NOW THEREFORE, in consideration of the Seller's entering into the Purchase
Agreement, selling the Shares to the Purchaser, and accepting the Deferred
Amount as a portion of the Purchase Price, the Guarantor hereby covenants and
agrees with the Seller as follows:
1. GUARANTY OF PAYMENT. The Guarantor hereby unconditionally and
irrevocably guarantees to the Seller the full payment and performance, when due,
by acceleration or otherwise, of all past, present, and future indebtedness,
liabilities, and obligations of the Purchaser to the Seller of any kind and
description in connection with the Purchase Agreement, including but not limited
to the Deferred Amount (collectively, the "Purchaser's Obligations"). The
guaranty of the Guarantor as set forth in this section is an absolute,
continuing, primary, and unconditional guaranty of payment and performance and
not of collection. This Guaranty may be enforced by the Seller against the
Guarantor without the necessity at any time of the Seller's resorting to or
exhausting any other
security or collateral now or hereafter pledged, assigned, or granted to the
Seller and without the necessity at any time of the Seller's having recourse
against the Purchaser under the Purchase Agreement. The Guarantor on demand
shall pay to the Seller in immediately available funds, in lawful money of
the United States of America, the Deferred Amount or satisfy the same with
Common Stock as provided in the Purchase Agreement.
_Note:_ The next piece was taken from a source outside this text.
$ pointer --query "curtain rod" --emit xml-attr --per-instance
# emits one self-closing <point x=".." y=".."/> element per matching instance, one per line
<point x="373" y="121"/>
The obligation hereunder
may be considered by the Seller as either a guaranty or an agreement of
surety. If a claim is ever made upon the Seller for the repayment or any or
all of the Deferred Amount and the Seller repays all or part of such amount
by reason of (a) any judgment, decree, or order of any court or
administrative body having jurisdiction over the Seller or any of his
property or (b) any settlement or compromise of any such claim effected by
the Seller with any such claimant, including the Purchaser, then in such
event the Guarantor agrees that any such judgment, decree, order, settlement,
or compromise shall be binding upon the Guarantor, notwithstanding any
revocation hereof, and the Guarantor shall be and remain obligated to the
Seller for the amount so repaid or recovered to the same extent as if such
amount had never originally been received by the Seller, such amount to be
included in the term "Purchaser's Obligations."
Nothing contained herein shall prevent the Seller from suing on the
Purchase Agreement or from exercising any other rights available to it under the
Purchase Agreement, if neither the Purchaser nor the Guarantor timely performs
the obligations of the Purchaser thereunder. The exercise of any of the
aforesaid rights shall not constitute a discharge of any of the Guarantor's
obligations hereunder. Neither the Guarantor's obligations under this Guaranty
nor any remedy for the enforcement thereof shall be impaired, modified, changed,
or released in any manner whatsoever by an impairment, modification, change,
release, or limitation of the liability of the Purchaser by reason of the
Purchaser's bankruptcy or insolvency or any subsequent reorganization, merger,
or consolidation of the Purchaser or any other change in its composition,
nature, personnel, or location.
2. NATURE OF OBLIGATIONS. The Guarantor acknowledges and agrees that no
change in the nature of terms of the Purchaser's Obligations, or other
agreements, instruments, or contracts evidencing, related to, or attendant with
the Purchaser's Obligations (including any novation), whether by operation of
law or otherwise, shall discharge all or any part of the liabilities and
obligations of the Guarantor pursuant to this Guaranty. It is the purpose and
intent of the Guarantor and the Seller that the covenants, agreements, and all
liabilities and obligations of the Guarantor hereunder are absolute,
unconditional, and irrevocable under any and all circumstances, including,
without limitation, the invalidity or unenforceability of the Purchase
Agreement. Without limiting the generality of the foregoing, the Guarantor
agrees that until each and every one of the covenants and agreements of this
Guaranty are fully performed, the Guarantor's undertakings hereunder shall not
be released, in whole or in part, by any action or thing which might, but for
this paragraph of this Guaranty, be deemed a legal or equitable discharge of a
surety or guarantor, or by reason of any waiver, omission of the Seller or his
failure to proceed promptly or otherwise, or by reason of any action taken or
omitted by the Seller, whether or not such action or failure to act varies or
increases the risk of, or affects the rights or remedies of, the Guarantor, or
by reason of any further dealings between the Purchaser and the Seller, or any
other guarantor or surety, and the Guarantor hereby expressly waives and
surrenders any defense to its liability hereunder based upon, and shall be
deemed to have consented
2
to, any of the foregoing acts, omissions, things, agreements, or waivers.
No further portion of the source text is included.